The field of social entrepreneurship is expanding globally and is beginning to define itself. A new study from the Naveen Jindal School of Management at UT Dallas seeks to provide a valid, reliable measure of the term.
Dr. Shawn Carraher, clinical professor of organizations, strategy and international management, was helping a student with a research project on social entrepreneurship a few years ago. In search of a measurement tool, they examined 210 of the most cited papers, journal articles and books on the topic.
Carraher could not find a standardized scale, so he created one, taking the definition of social entrepreneurship from the most cited paper on the topic, breaking it down into components, and converting it to an 11-part scale. In the new study, recently published in the European Journal of International Management, he tested the tool.
The study also finds differences between social and traditional entrepreneurship. Social entrepreneurs pursue goals and objectives that relate to solving specific problems within the social economy. They are also more concerned with satisfying those societal needs than making money.
"In traditional entrepreneurship, you're trying to do something that will help a specific group of individuals, and ideally, it should bring compensation to the entrepreneur," Carraher said. "In social entrepreneurship, you tend to look more at the general good than at the good of the entrepreneur.
"Some people say in social entrepreneurship, you don't have to worry about profits, but actually, if you don't pay attention to profits, even a social entrepreneurship organization will go out of business. You still need to focus on that."
According to the study, social entrepreneurship examines specific societal problems and addresses them through creative, innovative and social-specified activities. Its intention is not to directly solve problems but to spur other efforts at problem-solving by increasing awareness of the issue and linking organizations.

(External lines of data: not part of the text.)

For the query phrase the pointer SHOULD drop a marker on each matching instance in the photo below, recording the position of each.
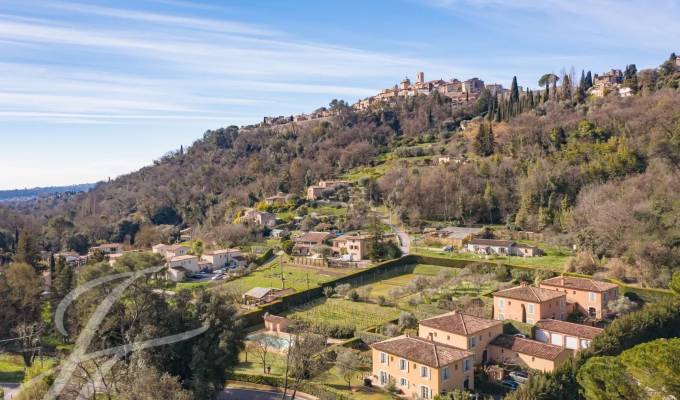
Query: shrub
(407, 320)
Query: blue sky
(91, 90)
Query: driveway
(249, 394)
(10, 389)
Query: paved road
(249, 394)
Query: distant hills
(28, 194)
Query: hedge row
(323, 392)
(359, 277)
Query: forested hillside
(601, 173)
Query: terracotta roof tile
(459, 323)
(528, 346)
(422, 351)
(569, 328)
(529, 293)
(572, 282)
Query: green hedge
(323, 392)
(360, 277)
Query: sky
(92, 90)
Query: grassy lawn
(253, 365)
(340, 311)
(298, 278)
(554, 259)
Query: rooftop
(459, 323)
(314, 237)
(422, 351)
(528, 346)
(529, 293)
(569, 328)
(492, 242)
(572, 282)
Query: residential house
(279, 199)
(355, 246)
(108, 248)
(224, 258)
(169, 251)
(260, 295)
(262, 218)
(527, 353)
(588, 296)
(462, 331)
(189, 263)
(566, 334)
(176, 274)
(304, 244)
(421, 368)
(276, 324)
(501, 247)
(529, 304)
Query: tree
(27, 250)
(305, 358)
(655, 365)
(407, 320)
(674, 284)
(263, 346)
(514, 91)
(604, 378)
(348, 362)
(484, 142)
(20, 302)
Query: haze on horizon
(92, 90)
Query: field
(298, 278)
(554, 259)
(345, 312)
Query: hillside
(28, 194)
(554, 162)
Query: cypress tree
(514, 91)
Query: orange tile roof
(529, 293)
(528, 346)
(569, 328)
(422, 351)
(459, 323)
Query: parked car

Many nonprofits and nongovernmental organizations fall into this category.
In the study, the researchers evaluated samples of social entrepreneurs working for nongovernmental organizations and traditional entrepreneurs who own their own companies in the Dallas-Fort Worth area. The authors concluded that the measurement tool is a valid instrument and reliable for future research in social entrepreneurship.
"It's one step closer to allowing a scientific study of social entrepreneurship," Carraher said. "In research of any discipline, if individuals keep using instruments that are only used in a single study, then they're not moving the scientific method forward. This is designed to move social entrepreneurship forward by providing a standardized instrument that individuals can use when seeking to measure social entrepreneurship."

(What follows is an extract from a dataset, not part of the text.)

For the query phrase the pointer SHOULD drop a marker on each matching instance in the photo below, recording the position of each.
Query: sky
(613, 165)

Carraher said future research may involve examining personality factors or cultural differences and how they relate to an individual's propensity of becoming a social entrepreneur. He and co-author Dr. Dianne H.B. Welsh of the University of North Carolina at Greensboro are studying social entrepreneurship and its various ethical dimensions.
Andrew Svilokos of the U.S. Army also is a co-author of the recent study.

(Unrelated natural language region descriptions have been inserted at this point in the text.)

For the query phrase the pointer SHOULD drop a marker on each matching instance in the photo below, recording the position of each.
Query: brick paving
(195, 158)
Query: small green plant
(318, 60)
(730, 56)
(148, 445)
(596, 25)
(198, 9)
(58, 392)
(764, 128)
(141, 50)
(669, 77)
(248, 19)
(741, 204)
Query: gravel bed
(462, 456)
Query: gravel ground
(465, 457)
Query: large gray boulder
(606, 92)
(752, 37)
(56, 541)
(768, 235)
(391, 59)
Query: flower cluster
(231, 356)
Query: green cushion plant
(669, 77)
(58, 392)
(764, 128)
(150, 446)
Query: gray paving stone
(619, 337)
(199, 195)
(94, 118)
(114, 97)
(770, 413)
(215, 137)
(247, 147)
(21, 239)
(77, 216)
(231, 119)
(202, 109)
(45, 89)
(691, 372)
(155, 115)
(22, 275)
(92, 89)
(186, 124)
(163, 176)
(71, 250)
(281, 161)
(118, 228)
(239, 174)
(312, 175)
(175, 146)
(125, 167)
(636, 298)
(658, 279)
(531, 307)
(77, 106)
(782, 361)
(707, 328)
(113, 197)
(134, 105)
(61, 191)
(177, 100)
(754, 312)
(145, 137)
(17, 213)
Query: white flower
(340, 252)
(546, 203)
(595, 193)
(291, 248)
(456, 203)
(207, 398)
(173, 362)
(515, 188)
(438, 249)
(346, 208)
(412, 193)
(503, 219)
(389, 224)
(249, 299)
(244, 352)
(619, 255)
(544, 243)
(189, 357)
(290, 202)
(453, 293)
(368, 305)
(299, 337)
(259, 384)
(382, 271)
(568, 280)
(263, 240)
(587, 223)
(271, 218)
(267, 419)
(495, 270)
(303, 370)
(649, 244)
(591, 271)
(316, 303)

Social Entrepreneurship Scale
This is the 11-part scale created by Dr. Shawn Carraher. To be a social entrepreneur, you are:
• Adopting a mission to create social value (not just private value).
• Recognizing new opportunities to serve your mission.
• Engaging in a process of continuous adaptation related to your mission.
• Acting boldly without being limited by resources currently in hand in the fulfillment of your mission.
• Relentlessly pursuing new opportunities to serve your mission.
• Caring deeply about the outcomes created by the fulfillment of your mission.
• Seeking to be a 'world changer' through the accomplishment of your mission.
• Adopting a mission to sustain social value (not just private value).
• Engaging in a process of continuous innovation related to your mission.
• Exhibiting a heightened sense of accountability to the constituencies served by your mission.
• Engaging in a process of continuous learning related to your mission.